Missile and launch components have been moved to the east coast of North Korea in the "last few days," a U.S. official with direct knowledge of the information told CNN Thursday.
The apparent deployment comes amid further threatening statements by North Korea and heightened tensions in the region -- a situation that "does not need to get hotter," a U.S. State Department spokeswoman said.
The move of the missile and launch equipment could mean that Pyongyang, which unleashed another round of scathing rhetoric accusing the United States of pushing the region to the "brink of war," may be planning a missile launch soon.

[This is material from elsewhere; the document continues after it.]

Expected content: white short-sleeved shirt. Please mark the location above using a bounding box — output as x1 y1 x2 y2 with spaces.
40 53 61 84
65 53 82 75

The components, the official said, are consistent with those of a Musudan missile, which has a 2,500-mile range, meaning it could threaten South Korea, Japan and Southeast Asia.
The United States has been looking for a hidden North Korean east coast launch site or mobile launchers, a concern because a launch from the east coast would go over Japan, the official said.
It is believed a missile launch would be a "test" launch rather than a targeted strike. That is because it appears the North Koreans have only moved the components so far. The United States is waiting to see whether North Korea issues a notice to its airmen and mariners to stay out of the region.
Communication intercepts in recent days also seem to show that Pyongyang might be planning to launch a mobile ballistic missile in the coming days or weeks, another U.S. official said.
Earlier, South Korean Defense Minister Kim Kwan-jin told a parliamentary committee in Seoul that the North has moved a medium-range missile to its east coast for an imminent test firing or military drill.
The missile doesn't appear to be aimed at the U.S. mainland, Kim said, according to the semi-official South Korean news agency Yonhap.
Wednesday, the United States announced it was sending ballistic missile defenses to Guam, a Western Pacific territory that is home to U.S. naval and air bases. North Korea has cited those bases when listing possible targets for missile attacks.
The latest developments come amid the disclosure of what one U.S. official calls an Obama administration "playbook" of pre-scripted actions and responses to the last several weeks of North Korean rhetoric and provocations.
Pentagon seeks to 'turn the volume down'
Pentagon officials, while decrying North Korean saber-rattling, said recent announcements of U.S. military deployments in response to belligerent statements by North Korea may have contributed to the escalating tensions between the countries.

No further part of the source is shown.